Chiasson Genevieve, Matic Damir B
Craniomaxillofac Trauma Reconstr. 2010 Sep;3(3):125-30. doi: 10.1055/s-0030-1262954.
The literature on enophthalmos is reviewed to understand its etiology and its prevention following orbital fractures. Specifically, the importance of muscle shape changes in predicting enophthalmos is discussed. The indications for surgical repair of orbital blowout fractures are well established. However, 7 to 10% of patients still develop enophthalmos despite these criteria. Because late repair of enophthalmos is associated with poor esthetic and functional results, the sensitivity and specificity of the current indications need to be further improved. Increased orbital volumes after fracture together with soft tissue displacement and herniation are the two most important factors causing enophthalmos. The loss of both bone and periorbita as supporting structures is seen on coronal computed tomography scan as changes in shape of the extraocular muscles. In floor fractures, the inferior rectus changes from an ellipse to a more rounded shape. The same is true for the medial rectus in medial wall fractures. It is the degree of rounding measured as a ratio of height to width that has been shown to be predictive of enophthalmos. Therefore, because rounding signifies loss of bone and soft tissue support, it may be a more important indication for surgical intervention than fracture size alone.

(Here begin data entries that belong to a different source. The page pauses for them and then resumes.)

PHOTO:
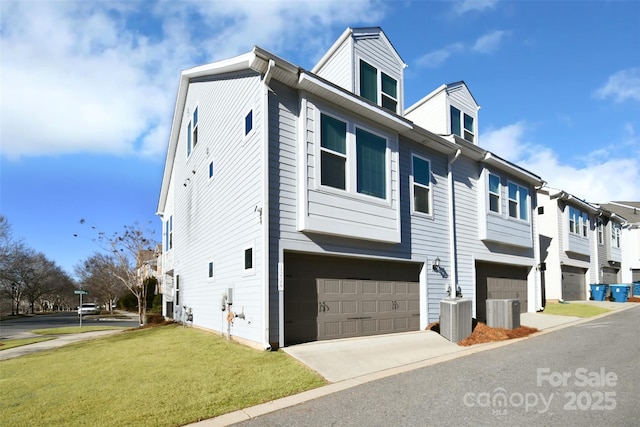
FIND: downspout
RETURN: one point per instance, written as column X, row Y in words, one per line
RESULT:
column 452, row 226
column 266, row 345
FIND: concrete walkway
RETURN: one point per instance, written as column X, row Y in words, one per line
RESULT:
column 58, row 341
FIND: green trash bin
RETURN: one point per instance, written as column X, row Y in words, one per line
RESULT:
column 619, row 293
column 598, row 292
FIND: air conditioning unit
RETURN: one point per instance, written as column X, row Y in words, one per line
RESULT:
column 455, row 319
column 503, row 313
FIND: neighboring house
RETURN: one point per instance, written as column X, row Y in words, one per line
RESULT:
column 495, row 246
column 309, row 201
column 625, row 235
column 567, row 244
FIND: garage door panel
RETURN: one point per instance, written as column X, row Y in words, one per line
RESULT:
column 380, row 307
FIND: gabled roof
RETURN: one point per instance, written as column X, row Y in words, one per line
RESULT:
column 630, row 211
column 442, row 88
column 357, row 33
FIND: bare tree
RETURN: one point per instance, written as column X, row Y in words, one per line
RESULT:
column 96, row 273
column 132, row 252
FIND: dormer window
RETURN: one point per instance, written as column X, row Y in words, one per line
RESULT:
column 458, row 119
column 374, row 82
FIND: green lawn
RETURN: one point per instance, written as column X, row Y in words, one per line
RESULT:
column 74, row 330
column 18, row 342
column 571, row 309
column 165, row 376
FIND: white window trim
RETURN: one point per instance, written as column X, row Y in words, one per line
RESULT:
column 211, row 267
column 489, row 193
column 249, row 271
column 412, row 183
column 246, row 135
column 518, row 188
column 379, row 71
column 351, row 174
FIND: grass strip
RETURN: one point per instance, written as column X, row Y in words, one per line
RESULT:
column 571, row 309
column 74, row 330
column 19, row 342
column 164, row 376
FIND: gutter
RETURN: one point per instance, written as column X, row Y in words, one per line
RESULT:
column 452, row 226
column 266, row 345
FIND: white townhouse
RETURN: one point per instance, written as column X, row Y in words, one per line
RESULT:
column 496, row 249
column 311, row 202
column 623, row 239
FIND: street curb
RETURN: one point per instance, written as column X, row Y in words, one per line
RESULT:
column 285, row 402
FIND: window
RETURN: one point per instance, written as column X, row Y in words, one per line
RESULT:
column 248, row 259
column 494, row 193
column 600, row 228
column 333, row 155
column 195, row 127
column 455, row 121
column 368, row 82
column 248, row 123
column 615, row 234
column 421, row 183
column 369, row 89
column 389, row 93
column 177, row 303
column 518, row 202
column 578, row 222
column 189, row 139
column 468, row 128
column 351, row 158
column 459, row 119
column 371, row 164
column 169, row 233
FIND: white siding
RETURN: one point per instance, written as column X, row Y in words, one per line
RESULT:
column 215, row 219
column 432, row 114
column 339, row 68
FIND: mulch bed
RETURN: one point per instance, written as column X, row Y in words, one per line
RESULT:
column 483, row 333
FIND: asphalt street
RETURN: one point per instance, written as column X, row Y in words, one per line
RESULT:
column 588, row 374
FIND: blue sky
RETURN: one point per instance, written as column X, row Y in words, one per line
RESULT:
column 88, row 91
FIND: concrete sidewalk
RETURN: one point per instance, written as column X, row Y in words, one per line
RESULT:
column 57, row 341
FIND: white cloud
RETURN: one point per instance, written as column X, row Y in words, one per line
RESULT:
column 485, row 44
column 604, row 174
column 470, row 5
column 78, row 77
column 436, row 58
column 489, row 42
column 621, row 86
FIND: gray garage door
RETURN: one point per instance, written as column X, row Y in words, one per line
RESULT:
column 323, row 296
column 573, row 283
column 609, row 275
column 500, row 281
column 350, row 308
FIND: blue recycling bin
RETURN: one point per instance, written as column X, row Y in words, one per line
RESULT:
column 598, row 292
column 619, row 293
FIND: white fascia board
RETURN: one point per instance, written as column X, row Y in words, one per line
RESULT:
column 495, row 161
column 325, row 90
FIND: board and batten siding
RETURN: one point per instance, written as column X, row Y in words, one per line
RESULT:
column 339, row 67
column 215, row 219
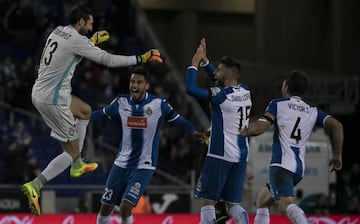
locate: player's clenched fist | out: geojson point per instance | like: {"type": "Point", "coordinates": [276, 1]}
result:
{"type": "Point", "coordinates": [149, 56]}
{"type": "Point", "coordinates": [99, 37]}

本文回顾了有关眼球内陷的文献,以了解其病因以及眼眶骨折后的预防方法。具体而言,讨论了肌肉形态变化在预测眼球内陷方面的重要性。眼眶爆裂骨折手术修复的指征已得到充分确立。然而,尽管有这些标准,仍有7%至10%的患者会出现眼球内陷。由于眼球内陷的晚期修复与美学和功能效果不佳有关,目前指征的敏感性和特异性需要进一步提高。骨折后眼眶容积增加以及软组织移位和疝出是导致眼球内陷的两个最重要因素。在冠状位计算机断层扫描上,作为支撑结构的骨和眶周组织的丧失表现为眼外肌形态的改变。在眶底骨折中,下直肌从椭圆形变为更圆的形状。在内侧壁骨折中,内直肌也是如此。已证明,以高度与宽度之比衡量的变圆程度可预测眼球内陷。因此,由于变圆意味着骨和软组织支撑的丧失,它可能是比单纯骨折大小更重要的手术干预指征。